日本から持ってきているものは、塩とこしょうです。
普通の塩こしょうではなく、ミルで持ってきています。

こしょうは、KALDIで買った塩の容器に入れています。(KALDIの塩と容器セットは300円くらいで買えます。)
塩はドイツで、塩と容器セットを1ユーロくらいで買いました。

中身は、海外のスーパーで買い足しています。

これを使うことによって、特にこしょうは香りが立ち、味がワンランクアップすると思っています。

ちなみに、醤油や味噌も持ってきていますが、外国人に親切にしてもらったときにお礼として日本食を作ってあげるときに使うようにしているので、自炊ではほとんど使いません。

▼ウクライナで泊めてもらった家族にお礼で作ったきんぴら。好評だった。

▼とろろ昆布でだしを取ったふろふき大根。これも意外にも好評だった(味も見た目も)。

日本食が恋しい!無性に食べたい!海外旅行中にそんなときはありませんか?荷物にならず、手軽に食べられるおすすめの日本食をご紹介します。

食材を買うときのコツ

・安いスーパー探し

近所にいくつかスーパーがある場合は、何軒かまわってみて相場をチェックしてみたほうがいいです。

また、肉はスーパーではなく肉屋で買った方が種類が多くて安い場合が多いです。

・大型スーパーで買う

大型スーパーは商品数が多く、他の店には売っていない商品が置いてあるので選択肢が増えます

また、プライベートブランドを持っていることが多いので、安いものが置いてあることが多いです。

・量り売りを利用する

大型店にあることが多い量り売りコーナーはお得です。

例えば、量り売りに多いハムやチーズなどは、100グラムあたりで計算してみると、パッキングされた商品よりも安いことがほとんどです。

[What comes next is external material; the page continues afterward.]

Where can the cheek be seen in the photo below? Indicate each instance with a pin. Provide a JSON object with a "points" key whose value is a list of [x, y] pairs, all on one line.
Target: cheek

量り売りと言っても惣菜はあまり安くないですが、国によってはその土地の名物料理の惣菜がある可能性があるので、名物料理好きな人は要チェックです。

・小分けされていない大容量のものを選ぶ

水は5リットル、鶏はまるごと1羽、クッキーは1キロなど、使い切れる環境が整っている場合は、小分けされていない大容量のもの、またはセット売りのものを選ぶとお得です。

包装が少ない分、ゴミも少なくてエコです。

▼水5リットル

▼クッキー700g

・「現地の物価で安い」食材を買う

「日本の感覚で安い」のではなく、その国の物価で安い」ものを買います。
何を作るかは、買った後に考えます。

国によって安い食材は違います。
その国で有名な料理は、家庭でよく使われる(=安く買える)野菜であることが多いので、その国の名物料理に挑戦してみても楽しいです。

例えばウクライナではビーツ。
日本だとなかなか手に入らない野菜ですが、ウクライナでは安く手に入ります。

栄養価も高いので、サラダにしたり、リゾットにしたり、ウクライナ発祥のボルシチを作ったりしました。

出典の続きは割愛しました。